Copyright (c) 2022 Varnish Software AS
SPDX-License-Identifier: BSD-2-Clause
See LICENSE file for full text of license
.. _phk_routine:
========================
Getting into the routine
========================
Yesterday we released `VSV00009 </security/VSV00009.html>`_, a pretty
harmless DoS from the backend side, which could trivially be mitigated
in VCL.
By now handling security issues seem to have become routine for the
project, which is good, because that is the world we live in, and
bad, because we live in a world where that is a necessary skill.
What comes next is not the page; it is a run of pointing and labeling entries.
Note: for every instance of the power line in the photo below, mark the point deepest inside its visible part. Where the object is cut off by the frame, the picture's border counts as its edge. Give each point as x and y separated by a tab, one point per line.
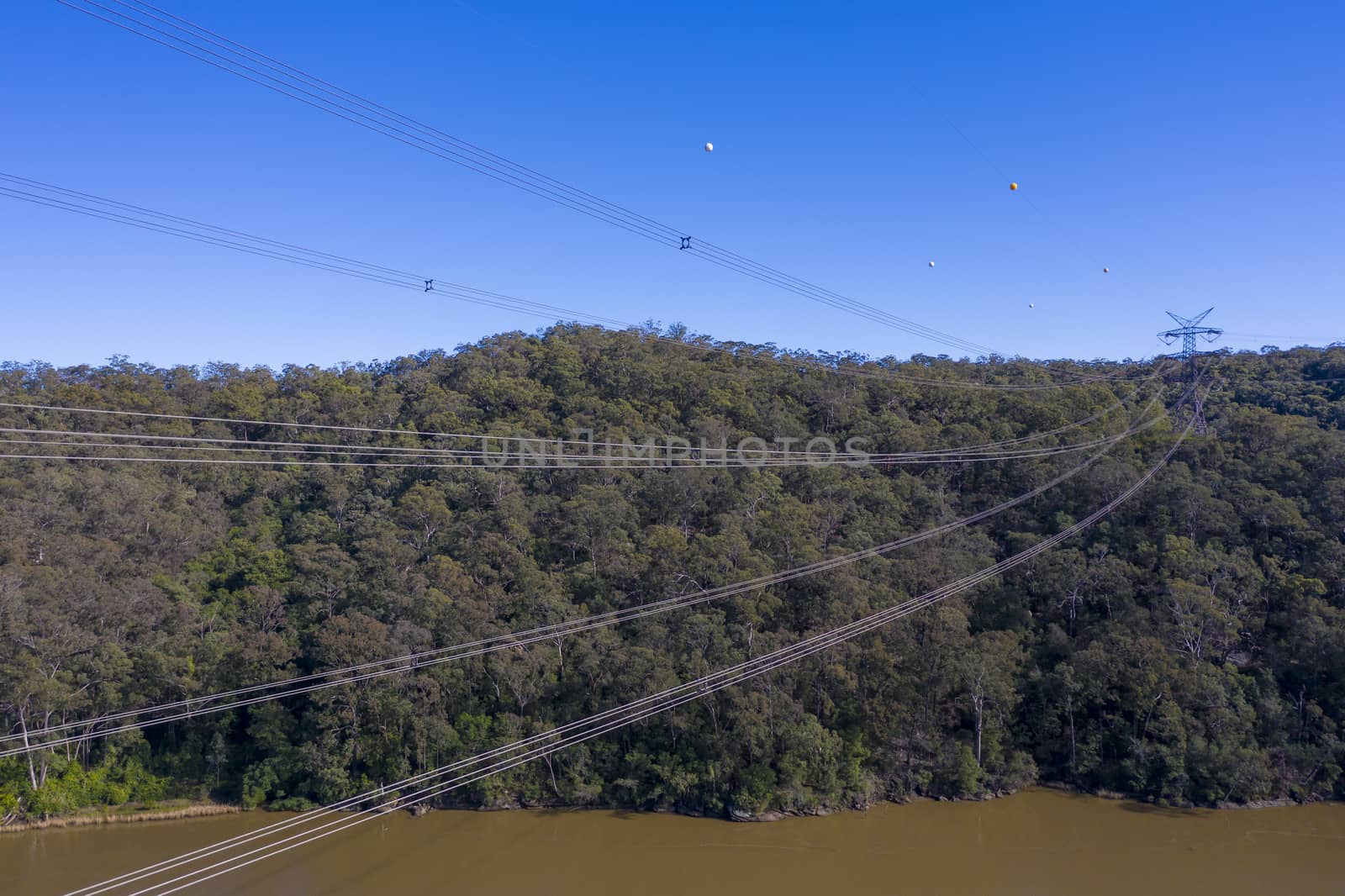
578	730
251	65
127	214
300	685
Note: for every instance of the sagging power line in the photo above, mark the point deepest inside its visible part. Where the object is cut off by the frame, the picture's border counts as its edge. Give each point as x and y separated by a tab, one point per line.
241	61
436	782
293	687
139	217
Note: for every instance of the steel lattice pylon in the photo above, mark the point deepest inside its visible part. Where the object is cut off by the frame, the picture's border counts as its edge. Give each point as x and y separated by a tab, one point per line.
1187	329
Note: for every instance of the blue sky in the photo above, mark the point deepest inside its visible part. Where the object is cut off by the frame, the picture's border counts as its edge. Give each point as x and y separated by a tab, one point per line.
1196	152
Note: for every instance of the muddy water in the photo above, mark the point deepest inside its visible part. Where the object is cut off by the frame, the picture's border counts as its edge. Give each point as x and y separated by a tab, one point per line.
1039	842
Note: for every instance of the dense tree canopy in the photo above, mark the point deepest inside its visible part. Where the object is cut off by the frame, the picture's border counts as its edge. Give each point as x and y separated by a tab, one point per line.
1190	647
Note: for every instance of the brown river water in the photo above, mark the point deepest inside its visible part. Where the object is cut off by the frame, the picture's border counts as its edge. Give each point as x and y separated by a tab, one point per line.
1037	842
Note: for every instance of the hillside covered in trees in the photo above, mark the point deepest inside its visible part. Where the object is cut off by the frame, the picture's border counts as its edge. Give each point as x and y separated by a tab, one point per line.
1190	647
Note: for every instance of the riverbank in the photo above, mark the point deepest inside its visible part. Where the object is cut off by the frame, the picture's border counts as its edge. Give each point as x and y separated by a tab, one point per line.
127	813
1037	842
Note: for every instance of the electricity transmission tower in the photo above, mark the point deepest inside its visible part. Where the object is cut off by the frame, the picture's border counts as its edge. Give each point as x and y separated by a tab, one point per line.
1187	329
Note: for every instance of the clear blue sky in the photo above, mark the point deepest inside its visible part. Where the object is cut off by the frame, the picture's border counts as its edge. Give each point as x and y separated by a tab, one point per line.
1195	151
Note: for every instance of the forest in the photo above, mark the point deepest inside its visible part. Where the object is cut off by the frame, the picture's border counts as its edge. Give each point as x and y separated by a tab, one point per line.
1189	649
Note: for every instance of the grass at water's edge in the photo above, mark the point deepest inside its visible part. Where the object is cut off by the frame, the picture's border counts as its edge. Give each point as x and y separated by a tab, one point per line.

From the very start of the project, we have treated backends
as "trusted", in the sense that a lot of nasty stuff we try to handle
from clients got "dont do that then" treatment from the backend.
That was back when "cloud" were called "mainframes" and "containers"
were called "jails", way back when CDNs were only for companies
with more money than skill.
Part of the reasoning was also maximizing compatibility.
Backends were a lot more - let us call it "heterogenous" - back
then. Some of them were literally kludges nailed to the side of
legacy newspaper production systems, and sometimes it was obvious
that they had not heard about RFCs.
For the problem we fixed yesterday, one line of VCL took care of
the problem, but that is not guaranteed to always be the case.
These days the "web" is a lot more regimented, and expecting
standards-compliance from backends makes sense, so we will
tighten the screws in that department as an ongoing activity.